An unqualified triumph! There was enthusiastic acclaim – without a dissentient voice – for controversial director Calixto Bieito when he was brought on by the cast for a curtain call on the first night of this revival of his 2001 production.
Bieito’s penetrating analysis of Mozart’s masterpiece proved immediately accessible to the first-time opera goers (including a group of secondary school pupils) while reserving a few touches which would be noticed only by old timers – such as the retention of the unaltered text for Donna Anna’s recounting to Ottavio of her “rape” by Giovanni (Don Ottavio, son morta) which so differs from what we in the audience have seen, thus revealing a thread of mendacity in Anna’s character, or the (for this production) uncharacteristically bloodless repeated stabbing of Giovanni in what has become an hallucinogenic dream sequence at the Epilogue.
This production, set minimally in a post-modern world, is coherent. Little or nothing jars, save perhaps the mutual impersonation of Giovanni and Leporello; but given that there is no way around it without significantly butchering the libretto, we are invited to suspend belief by the extreme device of having them strip and change clothes on stage.

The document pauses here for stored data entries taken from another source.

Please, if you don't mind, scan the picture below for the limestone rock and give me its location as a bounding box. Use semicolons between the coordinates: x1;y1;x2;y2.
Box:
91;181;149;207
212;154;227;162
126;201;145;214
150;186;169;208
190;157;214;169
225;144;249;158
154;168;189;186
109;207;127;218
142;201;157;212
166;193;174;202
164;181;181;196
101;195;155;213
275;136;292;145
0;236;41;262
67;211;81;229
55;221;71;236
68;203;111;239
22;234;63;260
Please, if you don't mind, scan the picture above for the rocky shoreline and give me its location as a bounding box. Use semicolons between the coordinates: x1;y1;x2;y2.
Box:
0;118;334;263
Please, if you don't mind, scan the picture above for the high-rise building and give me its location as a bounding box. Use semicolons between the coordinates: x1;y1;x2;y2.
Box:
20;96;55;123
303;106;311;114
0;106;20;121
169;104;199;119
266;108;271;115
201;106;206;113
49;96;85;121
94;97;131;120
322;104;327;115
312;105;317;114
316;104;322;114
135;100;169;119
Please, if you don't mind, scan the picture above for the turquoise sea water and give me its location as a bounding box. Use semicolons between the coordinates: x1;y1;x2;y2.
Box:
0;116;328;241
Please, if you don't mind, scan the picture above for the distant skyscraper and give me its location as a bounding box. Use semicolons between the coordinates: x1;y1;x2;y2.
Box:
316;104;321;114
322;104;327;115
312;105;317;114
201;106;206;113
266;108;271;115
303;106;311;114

The stage itself functions as the collective memory of the principals, accumulating the detritus of their dysfunctional lives, beginning with Giovanni’s used condom flung away as soon as he has withdrawn from Anna. By the interval the stage is littered with cast-offs. By the end considerable quantities of food have joined the blood and piss, broken glass and discarded costumes, cans and bottles, and boxes and billiard balls – the lees of tawdry lives that stain and pollute everything around them. Finally, the car into which the body of the Commendatore has been dumped backs on for his last scene, one that is part of a drug-induced dream for Giovanni. We have come to see things through Giovanni’s eyes, and we realise that he is the most transparent of all the characters.

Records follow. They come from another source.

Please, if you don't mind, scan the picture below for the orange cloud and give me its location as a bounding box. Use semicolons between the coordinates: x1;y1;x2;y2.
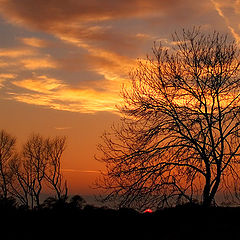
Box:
0;73;16;79
10;90;120;113
11;75;122;113
82;46;136;84
56;37;136;82
0;48;35;58
12;75;64;93
20;58;57;70
0;73;17;87
20;37;49;48
0;60;9;67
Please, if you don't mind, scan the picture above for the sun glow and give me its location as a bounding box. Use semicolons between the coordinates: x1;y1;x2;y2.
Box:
144;208;153;213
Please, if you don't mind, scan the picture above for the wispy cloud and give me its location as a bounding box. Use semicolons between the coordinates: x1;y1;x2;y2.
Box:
0;73;17;79
0;48;36;58
54;126;72;130
0;73;17;88
20;58;57;70
62;169;100;174
12;75;64;93
10;74;122;113
20;37;49;48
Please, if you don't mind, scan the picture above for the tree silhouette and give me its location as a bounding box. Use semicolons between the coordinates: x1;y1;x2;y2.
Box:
44;136;67;200
9;153;31;207
96;28;240;209
10;134;67;208
69;194;86;209
0;130;16;199
41;194;85;211
22;134;47;208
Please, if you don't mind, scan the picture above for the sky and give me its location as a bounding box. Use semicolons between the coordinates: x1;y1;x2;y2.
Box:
0;0;240;195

Zerlina is revealed to be a slut – something always present in the text that has caused a good many other producers considerable anguish and usually resulted in at best a degree of ambiguity about her – and Masetto is a Sun reading, male chauvinist pig: he thinks it’s OK for him to cheat on her but not the other way around. All that traditional rustic wedding crap has been laid to rest. And how refreshing to see Don Ottavio brought to life – and sung so beautifully by Barry Banks; the stock cardboard cut-out is replaced by an all-too-human sex-addict who tries to get into Anna’s knickers even when comforting her over the death of her father. Leporello as skinhead medallion man could not be bettered. They all use Giovanni, but they pretend that they are being used by him. Few producers/directors in the past have come to grips with this fact.
Diminutive Mary Plazas acted Donna Elvira charmingly and convincingly – her re-creation of a teenager indulging an eating disorder as a means of coping with unpleasant reality (during Leporello’s catalogue aria) is most memorable – in fact the only thing I instantly remembered from the original production; unfortunately her diction was not always clear. But she was alone among the cast in this imperfection.
The credibility of this production is hugely reinforced by the adaptation of Amanda Holden’s racy translation of the libretto. Iain Paterson (Leporello) and Mark Stone (Giovanni) will settle in not far from the top of the thirty or so I have seen in these roles over many years. They often sang with panache, purity of tone and clarity while negotiating rather tricky stage manoeuvres. Giovanni’s upper body, much on display, is just well-enough developed to attract favourable attention.
David Parry generally kept the orchestra under control, and was particularly attentive to the volume lest the singers get drowned out. The playing improved steadily from a slightly sketchy (under-rehearsed?) overture. Two members of my party said they would definitely be going again; so, if you haven’t booked tickets yet, you’d better get in there in a hurry.